5 Replies Latest reply on Oct 25, 2017 3:09 PM by Chris McClellan

    Statistics for customizing data extracts to reduce size

    Katherine Woods

      We have several data extracts that are getting quite large, >=10G in size. If you ask users, they ALWAYS say that they need ALL of the data. Is there a way to get statistics from the PostgreSQL DB on actual usage of data inside published data sources, say date ranges or fields used? I seem to remember seeing an article or a presentation where someone showed a way to do this. If anyone knows where I can find a KB article, sample dashboard or video on doing the above, please let me know. It would be very handy to have some statistics when going into meetings with users regarding streamlining the data sources we publish.

        • 1. Re: Statistics for customizing data extracts to reduce size
          Chris McClellan

          It's an argument that can go on forever

           

          I'd tackle it in a few ways:

           

          1) disk is cheap (relatively), so who cares ?

          2) Dashboards run faster when the extract is smaller.  I've seen a dashboard running slowly on 450mill rows (that covered about 5 yrs of data), they created ANOTHER extract for this year only (250mill rows) and the dashboard ran a lot quicker .... but you now have 2 extracts, not 1.

          3) Test 10.5 and the Hyper engine.  In theory your extracts should be smaller and faster using Hyper.

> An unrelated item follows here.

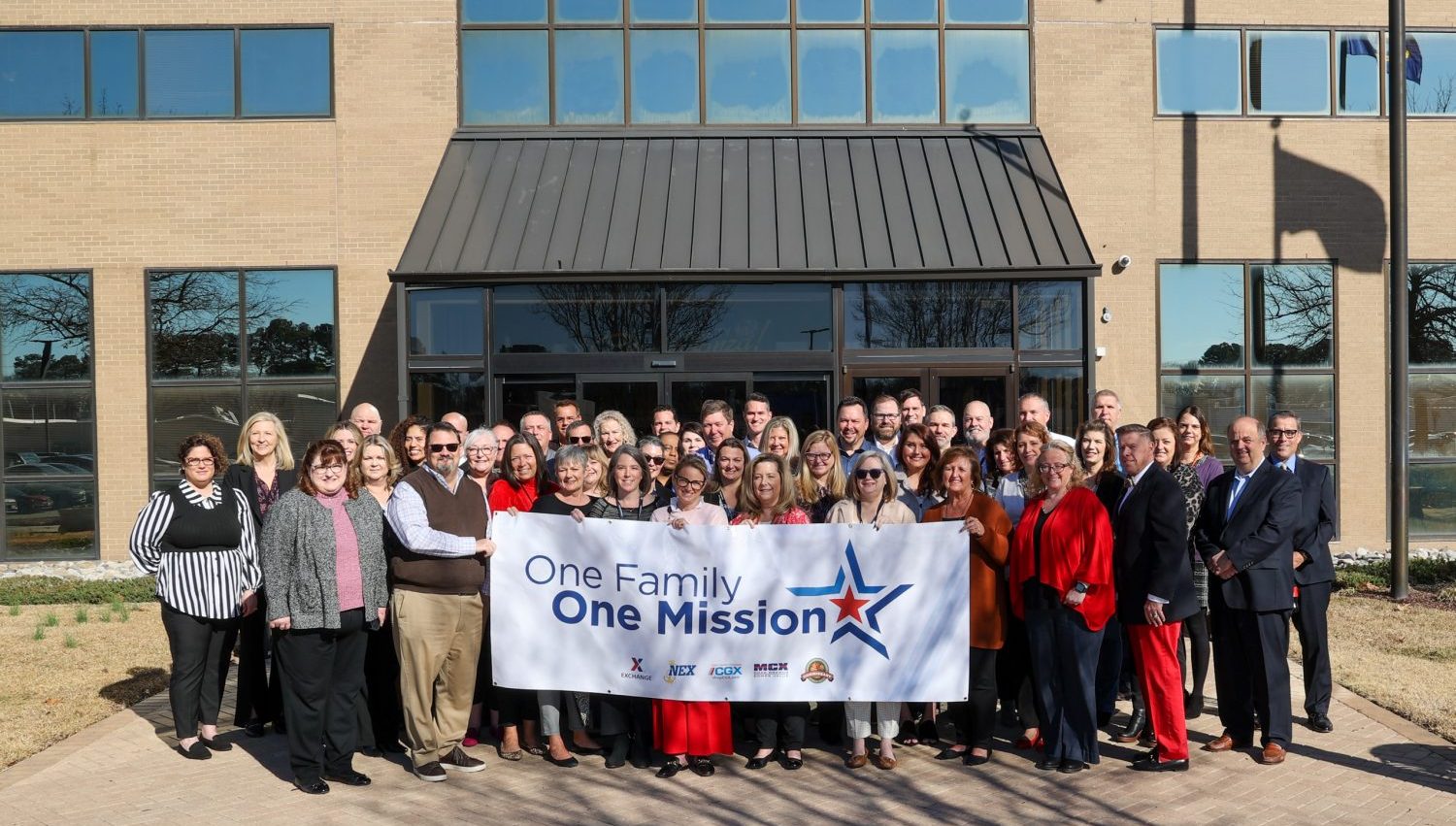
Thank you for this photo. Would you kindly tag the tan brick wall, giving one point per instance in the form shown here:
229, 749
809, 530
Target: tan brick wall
118, 198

          • 2. Re: Statistics for customizing data extracts to reduce size
            Katherine Woods

            While I agree with you that disk is cheap, so who cares, I do have some concerns:

             

            1) Many of these large extracts are updated daily and are full refresh, so the bigger they are the more time they take to refresh

            2) I wave watched the size of these extracts greatly increase in size as the version of Tableau Server changes.

                    For example, they were about 5G in size when we were on version 9. Now that we are on version 10.3 they are 11G in size. While I am sure that we have increased our   business a bit over the years, I am sure we did not double it, and I have not changed the parameters of the data extracts. Since they are all full refresh and not incremental refresh, with fixed date ranges, I can only assume that Tableau Server updates have added to the size. For example, I have two servers. A production and a dev server. Last week I took our dev server from 10.1.3 to 10.3.0. The exact same extract on version 10.1.3 is 10G in size. On 10.3 it is 11 G in size. The only difference is the Tableau Server version. I would like to understand why that is. Also, I would like to rebuild some of these extracts, making them smaller, if I can get some statistics on the actual data records being used on any regular basis. Hence, the question.

            • 3. Re: Statistics for customizing data extracts to reduce size
              Chris McClellan

              Don't worry, I understand where you're going but Hyper is coming in 10.5 and the "rules" will change completely.

              • 4. Re: Statistics for customizing data extracts to reduce size
                Katherine Woods

                Chris, may I ask an addition (related) question? I created a data extract and saved it as a packaged workbook. The total size for this packaged workbook is 3.69G. However, when I published the data extract to the server for user access, the disk space used on the server (and the related extract size in the data\tabsvc\dataengine folder) is 8.45G. Why the doubling in size here? I am seeing this difference across the board for my extracts and the difference seems to be getting bigger with every update. Is this due to changes youa re making in the product to prepare for the 10.5 Hyper change or is it something else?

                • 5. Re: Statistics for customizing data extracts to reduce size
                  Chris McClellan

                  Hi, I'd raise a ticket with Support.  I don't look at Server that precisely, but if you're not using 10.5 then there wouldn't be anything about Hyper involved there.